The system recalculates the model's loss value and adjusts the model's weights and bias after each iteration. Each iteration is the span in which the system processes one batch. For example, if the batch size is 6, then the system recalculates the model's loss value and adjusts the model's weights and bias after processing every 6 examples.

One epoch spans sufficient iterations to process every example in the dataset. For example, if the batch size is 12, then each epoch lasts one iteration. However, if the batch size is 6, then each epoch consumes two iterations.

It is tempting to simply set the batch size to the number of examples in the dataset (12, in this case). However, the model might actually train faster on smaller batches. Conversely, very small batches might not contain enough information to help the model converge.

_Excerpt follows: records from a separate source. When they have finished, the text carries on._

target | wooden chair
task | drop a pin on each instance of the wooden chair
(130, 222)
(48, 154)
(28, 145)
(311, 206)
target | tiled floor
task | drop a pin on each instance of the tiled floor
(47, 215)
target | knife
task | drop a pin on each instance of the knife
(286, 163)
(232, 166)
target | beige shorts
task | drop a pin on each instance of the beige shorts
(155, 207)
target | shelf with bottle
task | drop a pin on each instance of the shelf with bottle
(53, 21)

Experiment with batch_size in the following code cell. What's the smallest integer you can set for batch_size and still have the model converge in a hundred epochs?


In [0]:
learning_rate=0.05
epochs=100
my_batch_size= ?  # Replace ? with an integer.

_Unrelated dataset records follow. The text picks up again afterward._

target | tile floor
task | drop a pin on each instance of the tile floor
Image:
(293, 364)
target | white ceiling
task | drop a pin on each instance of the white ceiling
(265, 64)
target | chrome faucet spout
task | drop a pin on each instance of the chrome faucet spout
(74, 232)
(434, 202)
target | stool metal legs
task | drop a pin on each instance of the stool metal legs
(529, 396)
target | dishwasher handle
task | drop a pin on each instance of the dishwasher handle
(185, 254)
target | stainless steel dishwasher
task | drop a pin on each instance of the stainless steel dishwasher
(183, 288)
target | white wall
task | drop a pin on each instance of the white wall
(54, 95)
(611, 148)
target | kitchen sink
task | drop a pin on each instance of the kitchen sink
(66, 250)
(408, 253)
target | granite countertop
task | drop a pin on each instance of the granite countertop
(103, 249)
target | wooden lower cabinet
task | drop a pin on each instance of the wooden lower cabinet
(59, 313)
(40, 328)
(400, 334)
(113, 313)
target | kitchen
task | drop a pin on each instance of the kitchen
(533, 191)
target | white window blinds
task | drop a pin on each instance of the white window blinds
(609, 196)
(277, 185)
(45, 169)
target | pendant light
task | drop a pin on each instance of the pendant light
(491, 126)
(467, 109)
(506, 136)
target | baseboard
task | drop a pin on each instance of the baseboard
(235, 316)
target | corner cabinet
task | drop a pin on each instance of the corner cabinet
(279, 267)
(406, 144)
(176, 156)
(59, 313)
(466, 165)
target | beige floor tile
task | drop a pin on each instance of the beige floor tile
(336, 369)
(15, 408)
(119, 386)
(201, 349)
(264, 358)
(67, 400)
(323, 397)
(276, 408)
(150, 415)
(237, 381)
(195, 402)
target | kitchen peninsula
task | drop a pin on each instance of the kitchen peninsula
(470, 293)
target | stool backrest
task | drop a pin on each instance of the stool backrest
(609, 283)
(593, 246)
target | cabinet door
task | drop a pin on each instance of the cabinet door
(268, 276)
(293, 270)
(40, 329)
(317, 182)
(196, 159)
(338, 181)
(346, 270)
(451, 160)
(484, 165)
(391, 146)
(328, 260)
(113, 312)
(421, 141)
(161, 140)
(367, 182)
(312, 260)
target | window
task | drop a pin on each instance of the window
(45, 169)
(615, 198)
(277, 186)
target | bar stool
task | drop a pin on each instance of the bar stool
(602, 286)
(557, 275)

my_model = build_model(learning_rate)
trained_weight, trained_bias, epochs, rmse = train_model(my_model, my_feature, 
                                                        my_label, epochs,
                                                        my_batch_size)
plot_the_model(trained_weight, trained_bias, my_feature, my_label)
plot_the_loss_curve(epochs, rmse)

In [0]:
#@title Double-click to view a possible solution

learning_rate=0.05
epochs=125
my_batch_size=1 # Wow, a batch size of 1 works!

my_model = build_model(learning_rate)
trained_weight, trained_bias, epochs, rmse = train_model(my_model, my_feature, 
                                                         my_label, epochs,
                                                         my_batch_size)
plot_the_model(trained_weight, trained_bias, my_feature, my_label)
plot_the_loss_curve(epochs, rmse)

Summary of hyperparameter tuning

Most machine learning problems require a lot of hyperparameter tuning. Unfortunately, we can't provide concrete tuning rules for every model. Lowering the learning rate can help one model converge efficiently but make another model converge much too slowly. You must experiment to find the best set of hyperparameters for your dataset. That said, here are a few rules of thumb:

  • Training loss should steadily decrease, steeply at first, and then more slowly until the slope of the curve reaches or approaches zero.
  • If the training loss does not converge, train for more epochs.
  • If the training loss decreases too slowly, increase the learning rate. Note that setting the training loss too high may also prevent training loss from converging.
  • If the training loss varies wildly (that is, the training loss jumps around), decrease the learning rate.
  • Lowering the learning rate while increasing the number of epochs or the batch size is often a good combination.
  • Setting the batch size to a very small batch number can also cause instability. First, try large batch size values. Then, decrease the batch size until you see degradation.
  • For real-world datasets consisting of a very large number of examples, the entire dataset might not fit into memory. In such cases, you'll need to reduce the batch size to enable a batch to fit into memory.

Remember: the ideal combination of hyperparameters is data dependent, so you must always experiment and verify.